I've just posted a Youtube video of a circuit I built -- a signal modulator based on an RF unbalanced diode mixer. This circuit uses the small non-linear response area of a single diode to create combinations of sum and difference frequencies of two input signals (or one input signal containing multiple overtones). Radio designers use this type of circuit to "downconvert" received RF signals to a lower intermediate frequency, which makes it a lot easier to design the radio's signal processing circuitry. We can use the same circuit for electronic music to generate non-harmonic overtones. (In the RF circuitry literature, there is a class of related circuits that all use diodes to do frequency mixing functions. What we call a "ring modulator" originated as a more sophisticated version of the circuit presented here.)
Note that this circuit is not a clipping circuit. We are not allowing the input signal to make excursions to either the fully-off or fully-on regions of the diode's response. All of the effects you hear on the video stem from the signal being in the diode's non-linear response corner. If you watch the scope in the video, you will notice that there is no clipping visible.
Here is a schematic of the circuit, as built. Double click to see a larger version:
How it works: The two 33K resistors serve as a passive audio combiner (okay, a mixer, but don't let that usage get you confused). The 100K pot is used to reduce the signal to a low level; the circuit is designed to take signals at up to modular-synth voltage ranges. The pot has to trim the input level down to the neighborhood of 0.2V peak-to-peak. In the center of the circuit, the 22K and 220 ohm resistors and the 5K pot form a voltage divider, which adds an offset voltage to the signal passing into that part of the circuit through the leftmost capacitor.
The 5K pot is used to trim the voltage divider to about 0.5V, which puts it in the center of the "corner" area of the diode's response, which ranges from about 0.35V up to the 0.65V level at which the diode is fully conducting. The input signal, if properly attenuated, will be 0.4 to 0.6V peak-to-peak when added to this offset. It then excites the non-linear response range of the diode, generating various sum and difference frequencies.
The opamp is just to boost the signal back up to modular voltage levels. The cap on the right keeps the DC offset out of the opamp's input. The two resistors in the feedback loop set the opamp's gain at 10. The 100K resistor on the input is to bleed off the opamp's input leakage current, which would create a DC offset in the output otherwise (found this out the hard way). There is no particular reason why I used a LM358, other than that's what I had; a TL07x would probably do just as well.
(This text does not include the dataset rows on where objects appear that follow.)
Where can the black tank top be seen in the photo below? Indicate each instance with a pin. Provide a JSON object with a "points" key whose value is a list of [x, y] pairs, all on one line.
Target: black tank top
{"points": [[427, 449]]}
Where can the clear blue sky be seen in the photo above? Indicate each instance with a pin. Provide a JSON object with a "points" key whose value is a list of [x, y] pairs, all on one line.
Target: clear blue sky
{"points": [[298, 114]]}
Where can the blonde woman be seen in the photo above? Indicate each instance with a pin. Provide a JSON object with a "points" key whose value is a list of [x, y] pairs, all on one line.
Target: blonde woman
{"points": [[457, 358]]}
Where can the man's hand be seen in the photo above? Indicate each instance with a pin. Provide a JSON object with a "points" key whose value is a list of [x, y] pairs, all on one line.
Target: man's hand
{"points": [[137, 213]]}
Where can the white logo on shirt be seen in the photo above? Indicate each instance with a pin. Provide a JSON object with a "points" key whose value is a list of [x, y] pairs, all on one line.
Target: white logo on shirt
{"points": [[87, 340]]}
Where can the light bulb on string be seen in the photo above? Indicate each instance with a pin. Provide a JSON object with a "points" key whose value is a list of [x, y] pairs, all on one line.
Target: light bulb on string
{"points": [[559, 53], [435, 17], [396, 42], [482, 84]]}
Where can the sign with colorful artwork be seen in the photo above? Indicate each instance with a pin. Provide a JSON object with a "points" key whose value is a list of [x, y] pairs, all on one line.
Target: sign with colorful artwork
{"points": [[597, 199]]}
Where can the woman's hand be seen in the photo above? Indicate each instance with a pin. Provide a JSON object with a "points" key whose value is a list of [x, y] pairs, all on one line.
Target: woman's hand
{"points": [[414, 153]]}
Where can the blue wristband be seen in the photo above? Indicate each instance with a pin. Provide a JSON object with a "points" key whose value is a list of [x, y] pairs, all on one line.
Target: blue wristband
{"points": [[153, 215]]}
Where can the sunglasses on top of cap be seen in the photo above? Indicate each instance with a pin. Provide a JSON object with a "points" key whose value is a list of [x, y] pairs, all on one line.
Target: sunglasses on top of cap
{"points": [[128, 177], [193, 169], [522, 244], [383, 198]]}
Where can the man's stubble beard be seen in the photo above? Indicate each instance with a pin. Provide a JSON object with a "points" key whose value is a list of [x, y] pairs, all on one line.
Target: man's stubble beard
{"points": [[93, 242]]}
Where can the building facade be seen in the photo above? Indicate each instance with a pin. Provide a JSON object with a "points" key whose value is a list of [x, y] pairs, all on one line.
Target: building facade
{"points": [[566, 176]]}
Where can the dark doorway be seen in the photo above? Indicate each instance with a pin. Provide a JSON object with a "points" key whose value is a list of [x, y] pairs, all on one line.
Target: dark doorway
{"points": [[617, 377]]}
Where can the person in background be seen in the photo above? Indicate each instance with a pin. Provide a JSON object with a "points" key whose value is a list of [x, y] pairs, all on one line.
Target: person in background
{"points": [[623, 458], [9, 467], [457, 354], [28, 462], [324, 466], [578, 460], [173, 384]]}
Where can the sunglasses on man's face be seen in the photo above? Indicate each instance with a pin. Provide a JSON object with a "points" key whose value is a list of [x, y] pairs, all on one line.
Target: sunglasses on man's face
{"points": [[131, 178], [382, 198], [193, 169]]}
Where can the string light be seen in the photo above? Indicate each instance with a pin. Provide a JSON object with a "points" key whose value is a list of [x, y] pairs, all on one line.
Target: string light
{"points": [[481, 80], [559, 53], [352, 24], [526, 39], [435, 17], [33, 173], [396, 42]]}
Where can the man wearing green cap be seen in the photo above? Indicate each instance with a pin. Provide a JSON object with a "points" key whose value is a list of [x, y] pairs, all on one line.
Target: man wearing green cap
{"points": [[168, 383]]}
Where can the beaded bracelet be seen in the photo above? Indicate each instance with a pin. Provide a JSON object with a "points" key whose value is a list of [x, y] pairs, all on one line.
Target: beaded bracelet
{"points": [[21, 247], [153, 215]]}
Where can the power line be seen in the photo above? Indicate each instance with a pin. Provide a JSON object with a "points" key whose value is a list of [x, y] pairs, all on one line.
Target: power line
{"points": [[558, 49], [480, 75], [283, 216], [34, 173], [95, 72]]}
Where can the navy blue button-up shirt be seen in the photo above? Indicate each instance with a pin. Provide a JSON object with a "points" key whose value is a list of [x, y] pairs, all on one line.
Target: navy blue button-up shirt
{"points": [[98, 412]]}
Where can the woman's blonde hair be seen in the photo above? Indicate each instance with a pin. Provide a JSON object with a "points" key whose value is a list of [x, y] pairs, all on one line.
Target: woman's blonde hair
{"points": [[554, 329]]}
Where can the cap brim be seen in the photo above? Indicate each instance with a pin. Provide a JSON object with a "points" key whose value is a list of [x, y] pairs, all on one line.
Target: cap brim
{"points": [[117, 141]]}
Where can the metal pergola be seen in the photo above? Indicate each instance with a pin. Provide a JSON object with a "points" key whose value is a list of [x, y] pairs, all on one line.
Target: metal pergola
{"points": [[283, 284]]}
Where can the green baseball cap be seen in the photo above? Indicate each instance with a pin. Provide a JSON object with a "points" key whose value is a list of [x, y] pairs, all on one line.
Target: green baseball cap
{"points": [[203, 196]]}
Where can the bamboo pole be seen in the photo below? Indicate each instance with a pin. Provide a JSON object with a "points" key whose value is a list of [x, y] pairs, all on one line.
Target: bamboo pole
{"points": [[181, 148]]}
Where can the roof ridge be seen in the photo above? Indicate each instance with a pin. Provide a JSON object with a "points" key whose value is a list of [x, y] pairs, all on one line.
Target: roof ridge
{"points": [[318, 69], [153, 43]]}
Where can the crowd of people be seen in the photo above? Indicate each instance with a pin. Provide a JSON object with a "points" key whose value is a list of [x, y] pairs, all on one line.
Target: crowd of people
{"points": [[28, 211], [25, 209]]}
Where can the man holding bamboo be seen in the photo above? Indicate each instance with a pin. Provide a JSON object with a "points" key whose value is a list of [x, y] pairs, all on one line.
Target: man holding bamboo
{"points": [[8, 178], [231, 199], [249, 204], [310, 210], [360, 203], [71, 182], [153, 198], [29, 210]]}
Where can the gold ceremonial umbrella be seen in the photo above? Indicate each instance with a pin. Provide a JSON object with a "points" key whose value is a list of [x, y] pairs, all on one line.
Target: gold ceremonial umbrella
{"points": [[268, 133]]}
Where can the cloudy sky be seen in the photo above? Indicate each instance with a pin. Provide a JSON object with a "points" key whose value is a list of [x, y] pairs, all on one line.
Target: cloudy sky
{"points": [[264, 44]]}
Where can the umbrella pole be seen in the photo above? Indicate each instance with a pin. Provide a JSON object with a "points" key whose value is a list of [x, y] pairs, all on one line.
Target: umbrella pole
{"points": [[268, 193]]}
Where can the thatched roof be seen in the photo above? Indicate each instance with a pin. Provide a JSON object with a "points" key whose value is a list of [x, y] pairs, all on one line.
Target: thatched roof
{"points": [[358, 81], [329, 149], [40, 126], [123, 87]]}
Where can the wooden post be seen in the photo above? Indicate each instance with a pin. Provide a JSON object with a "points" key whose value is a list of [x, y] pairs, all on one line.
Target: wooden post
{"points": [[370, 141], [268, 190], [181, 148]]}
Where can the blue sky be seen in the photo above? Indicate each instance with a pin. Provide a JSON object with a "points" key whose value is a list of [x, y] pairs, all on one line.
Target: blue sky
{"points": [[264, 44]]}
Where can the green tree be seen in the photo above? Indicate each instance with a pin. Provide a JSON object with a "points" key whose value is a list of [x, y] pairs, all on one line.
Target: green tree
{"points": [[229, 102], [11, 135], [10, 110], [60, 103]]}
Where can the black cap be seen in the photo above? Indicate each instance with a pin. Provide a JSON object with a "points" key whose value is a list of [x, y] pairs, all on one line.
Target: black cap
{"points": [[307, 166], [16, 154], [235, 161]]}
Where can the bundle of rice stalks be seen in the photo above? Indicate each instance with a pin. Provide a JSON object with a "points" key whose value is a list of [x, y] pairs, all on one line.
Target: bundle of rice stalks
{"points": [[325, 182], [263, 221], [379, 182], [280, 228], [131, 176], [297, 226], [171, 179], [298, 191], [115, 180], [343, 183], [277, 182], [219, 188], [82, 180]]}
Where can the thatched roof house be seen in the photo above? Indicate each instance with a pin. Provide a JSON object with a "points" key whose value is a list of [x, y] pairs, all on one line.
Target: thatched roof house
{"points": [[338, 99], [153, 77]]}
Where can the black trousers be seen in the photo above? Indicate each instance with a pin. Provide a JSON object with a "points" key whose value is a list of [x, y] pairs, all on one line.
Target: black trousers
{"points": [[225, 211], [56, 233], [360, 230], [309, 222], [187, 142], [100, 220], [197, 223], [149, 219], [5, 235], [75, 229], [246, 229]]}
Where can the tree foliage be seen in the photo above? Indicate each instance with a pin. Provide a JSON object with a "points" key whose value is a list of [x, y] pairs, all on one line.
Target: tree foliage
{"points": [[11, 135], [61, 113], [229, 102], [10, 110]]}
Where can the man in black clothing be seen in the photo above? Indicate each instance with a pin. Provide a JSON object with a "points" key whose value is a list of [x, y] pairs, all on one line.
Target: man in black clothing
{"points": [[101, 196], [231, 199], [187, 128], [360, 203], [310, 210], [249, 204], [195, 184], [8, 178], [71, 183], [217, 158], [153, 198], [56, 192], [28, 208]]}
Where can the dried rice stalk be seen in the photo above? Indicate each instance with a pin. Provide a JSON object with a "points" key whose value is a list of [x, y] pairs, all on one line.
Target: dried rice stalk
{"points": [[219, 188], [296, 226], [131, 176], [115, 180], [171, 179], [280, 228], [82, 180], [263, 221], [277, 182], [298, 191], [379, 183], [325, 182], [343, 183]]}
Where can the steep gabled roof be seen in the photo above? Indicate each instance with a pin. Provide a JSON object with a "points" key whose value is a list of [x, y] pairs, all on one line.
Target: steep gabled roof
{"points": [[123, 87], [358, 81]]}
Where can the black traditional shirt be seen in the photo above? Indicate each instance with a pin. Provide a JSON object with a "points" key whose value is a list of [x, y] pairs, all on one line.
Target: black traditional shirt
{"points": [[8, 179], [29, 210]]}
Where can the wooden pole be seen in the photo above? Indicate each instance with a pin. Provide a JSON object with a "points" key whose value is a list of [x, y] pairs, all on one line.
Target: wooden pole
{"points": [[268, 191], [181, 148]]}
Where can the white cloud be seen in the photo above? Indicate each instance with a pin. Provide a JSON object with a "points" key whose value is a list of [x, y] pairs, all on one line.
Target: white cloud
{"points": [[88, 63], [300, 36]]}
There are a couple of things that I would have done differently if I had had the parts available. Both of the pots had little useable adjustment range, and the input attenuator really needs an audio taper pot. Before I built the circuit, I had calculated 50K for that pot, which might still be too much. The bottom end of the voltage divider was supposed to consist of a 400-ohm fixed resistor and a 1K pot. A 220-ohm resistor was the nearest value I had for the fixed resistor; with that value, the pot is right at 1K for 0.5V, and some of the pot's range is above the diode's conducting voltage at 0.65V. The 4.7 uF DC blocking caps are a bit large; when the voltage divider is adjusted, it takes the circuit several seconds to settle down.
Here's the breadboard. Signal flow is from right to left:
Next step: panelize this. I'll built it on a piece of stripboard, and figure out a way to mount it to a panel. The panel will have two inputs and one output. Controls will consist of the input attenuation and voltage divider adjustment; I might put in a bar graph display for the latter.
1 comment:
unfortunatley, i failed to hear any such ring modulated sounds. it really just sounds like mixing the two signals together and any sort of effects being accomplished are the beatings of the two frequencies at differn't intervals.